Undeclared students share diverse experiences
Being a young adult is already a confusing time for anyone. Add in outside pressures including higher education and trying to figure out a future career and the struggle only intensifies.
Declaring oneself “undeclared” is not an actual major. It indicates students who have not yet declared an official major. There are currently approximately 80 undergraduate students at California Baptist University who are undeclared, which is 20 fewer than when the 2019-2020 academic year started in September.
Izzy Villarosa, a sophomore who is currently undeclared, explained that she decided to enter California Baptist University undeclared because she did not know what path she wanted to take yet.
“Some of the GEs I already took helped (me) figure out what I like and dislike,” Villarosa said.
Villarosa explained she explored different majors by using the general education requirements to her advantage. Taking diverse classes from within the general education requirements is a good way to expose oneself to the different fields CBU has to offer.

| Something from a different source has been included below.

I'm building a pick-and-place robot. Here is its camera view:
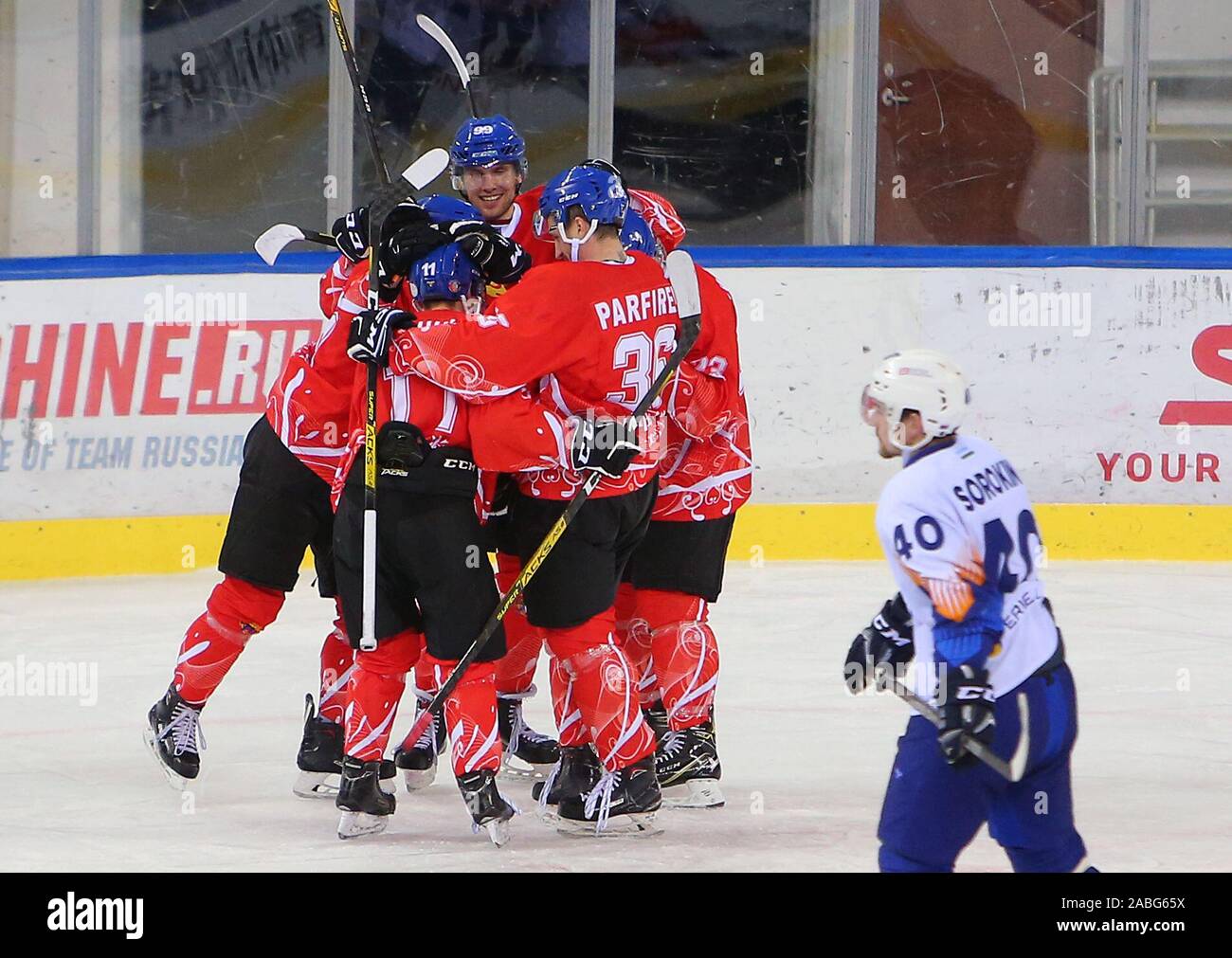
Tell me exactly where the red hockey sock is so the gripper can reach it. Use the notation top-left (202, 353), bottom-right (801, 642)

Villarosa said her family was also a helpful resource. Oftentimes, their surrounding community can guide students to areas of study that might interest them.
“We have other family members who work in what I was thinking of doing,” Villarosa said.
Students who are undeclared also have the opportunity to work either on campus or off campus and explore their interests in those settings.
Carlo Torres, sophomore healthcare administration major, said, “working at the College of Nursing immensely influenced my decision in choosing my major.”
Every student has his or her own journey to how they ultimately decided on a major. Some undergraduates take a multitude of personality assessments and others proceed straight to statistics and figures regarding career salaries.
“It mostly consisted of me looking at subreddit pages from employees who described their duties, tasks and projects from their occupation,” Torres said when describing his own process of discovering a major.
Samantha Naple, assistant director of Academic Advising, said undeclared students are common.
“There’s not a ton of them, but we do get quite a few of them at the beginning of each (academic) year,” Naple said.
Many students who were previously undeclared have advice for those unsure of what they want to study.
“School is hard in general, but all you can do is look around and find what you like and persevere,” Villarosa said.
Torres encouraged students to do some self-reflection before declaring a major.
“Reflect and take your time to see what your interests are,” Torres said.
Naple explained that students, both undeclared and declared, benefit from the online resources that CBU provides.
“One of the resources that we do hand out is the ‘Focus II’ assessment, which you can find on InsideCBU,” Naple said.
The Focus II assessment gives the student a solid understanding of their strengths and passions.
It is common to be unsure about the future and all that it entails. With the right mindset, any person who is still exploring various career paths will be set up for success.
Being undeclared in college allows for healthy growth both mentally and personally, which is valuable in the young adult years.